If you just wiped your ass with two million dollars of dot com stock that hasn’t sent you an investors’ update in two years, don’t do anything drastic. I’m only talking about the WNBA.
In America, basketball is as big a deal as rugby and designing fuel efficient cars is for the rest of the world. Unfortunately, like most American past times — like democracy, American basketball has been befouled by women.
I was in Los Angeles recently and was caught up in an Earthquake of bullshit! The big news? A hideous woman “slam dunked” a basketball! That means she jumped up into the air and pushed a basketball downward through a hoop. Armed with the prejudice of women being completely full of shit at all times, I investigated this “miracle” as though sent by some kind of Man-Vatican — a Manatican. What I found would surprise no man. A woman did not dunk any fucking basketball. What actually happened was a woman dunked a miniaturized version of an American basketball.

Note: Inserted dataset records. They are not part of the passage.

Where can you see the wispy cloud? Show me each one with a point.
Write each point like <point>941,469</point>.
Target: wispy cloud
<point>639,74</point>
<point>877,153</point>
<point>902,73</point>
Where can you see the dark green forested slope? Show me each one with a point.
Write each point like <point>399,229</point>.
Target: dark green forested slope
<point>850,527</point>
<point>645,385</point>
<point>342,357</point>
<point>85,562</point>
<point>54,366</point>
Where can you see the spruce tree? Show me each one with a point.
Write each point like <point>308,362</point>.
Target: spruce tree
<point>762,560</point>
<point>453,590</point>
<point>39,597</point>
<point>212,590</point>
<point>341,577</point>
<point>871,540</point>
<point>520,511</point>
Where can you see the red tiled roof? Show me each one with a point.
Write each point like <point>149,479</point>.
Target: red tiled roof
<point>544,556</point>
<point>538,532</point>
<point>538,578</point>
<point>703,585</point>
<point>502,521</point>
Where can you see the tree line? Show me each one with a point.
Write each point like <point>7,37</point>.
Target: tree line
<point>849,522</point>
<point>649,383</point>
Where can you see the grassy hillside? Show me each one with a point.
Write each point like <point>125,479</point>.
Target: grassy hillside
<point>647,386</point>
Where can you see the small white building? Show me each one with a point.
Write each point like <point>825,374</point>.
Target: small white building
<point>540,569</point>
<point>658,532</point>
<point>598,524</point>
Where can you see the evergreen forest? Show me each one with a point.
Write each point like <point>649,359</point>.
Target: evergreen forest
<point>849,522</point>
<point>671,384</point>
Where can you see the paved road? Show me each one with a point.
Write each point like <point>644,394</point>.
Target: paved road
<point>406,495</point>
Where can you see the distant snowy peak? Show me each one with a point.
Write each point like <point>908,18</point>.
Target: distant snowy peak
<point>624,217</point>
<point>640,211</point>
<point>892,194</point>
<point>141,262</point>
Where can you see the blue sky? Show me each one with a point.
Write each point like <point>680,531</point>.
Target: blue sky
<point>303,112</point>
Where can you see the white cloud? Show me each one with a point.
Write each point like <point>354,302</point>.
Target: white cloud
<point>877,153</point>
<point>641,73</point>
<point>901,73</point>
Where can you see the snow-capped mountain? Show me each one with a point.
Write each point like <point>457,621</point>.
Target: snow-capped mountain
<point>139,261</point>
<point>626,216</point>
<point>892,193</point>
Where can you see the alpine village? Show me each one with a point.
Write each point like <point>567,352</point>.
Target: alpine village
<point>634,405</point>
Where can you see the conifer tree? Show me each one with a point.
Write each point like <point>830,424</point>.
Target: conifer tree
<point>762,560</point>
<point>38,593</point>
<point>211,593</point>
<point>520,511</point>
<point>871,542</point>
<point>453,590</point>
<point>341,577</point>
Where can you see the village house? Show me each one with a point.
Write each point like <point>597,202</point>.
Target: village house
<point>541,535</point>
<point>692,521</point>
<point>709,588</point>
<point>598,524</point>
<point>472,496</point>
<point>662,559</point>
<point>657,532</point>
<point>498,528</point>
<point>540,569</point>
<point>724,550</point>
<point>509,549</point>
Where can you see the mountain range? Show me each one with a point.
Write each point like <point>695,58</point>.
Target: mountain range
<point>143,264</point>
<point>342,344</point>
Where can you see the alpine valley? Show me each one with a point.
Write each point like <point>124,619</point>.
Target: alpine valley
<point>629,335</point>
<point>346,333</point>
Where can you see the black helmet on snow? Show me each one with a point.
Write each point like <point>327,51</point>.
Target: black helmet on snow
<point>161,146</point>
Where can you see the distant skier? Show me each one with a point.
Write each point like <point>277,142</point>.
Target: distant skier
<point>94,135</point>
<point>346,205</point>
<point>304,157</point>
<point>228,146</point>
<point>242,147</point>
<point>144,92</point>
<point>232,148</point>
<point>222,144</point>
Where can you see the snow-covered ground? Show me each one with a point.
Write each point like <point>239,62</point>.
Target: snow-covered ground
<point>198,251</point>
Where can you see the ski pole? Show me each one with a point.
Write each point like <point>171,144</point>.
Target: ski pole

Go look it up. The WNBA uses a smaller fucking ball without a giant fucking disclaimer. And that’s because women have no integrity. They’re like magicians who don’t want to even admit anything was a trick and want double the pay for doing so. Fuck you.
How about a five-year-old lobbing a football through a three foot hoop at fifty paces with his eyes closed. Is that a “slam dunk” too? Is that what America is up to these days? Is it called a “slam dunk” if you make it through the end of a yellow light before it turns red? Do women get on the news for that too? Where do we draw the line if blue piggy ribbons are awarded to any woman who can drop an orange through a net?
The answer is, “who fucking cares because the WNBA hasn’t made a dime and never will.”
The WNBA is like sugar and low income housing. Everyone hates it and it would disappear like nothing if the fuck wasn’t subsidized out of it.
Men’s basketball has dumped 12 million dollars into the female mockery of itself this year alone.
What’s the answer to the myth then? Business don’t need to make money to stick around, they can also just shut women the fuck up — but then that’s worth more than gold.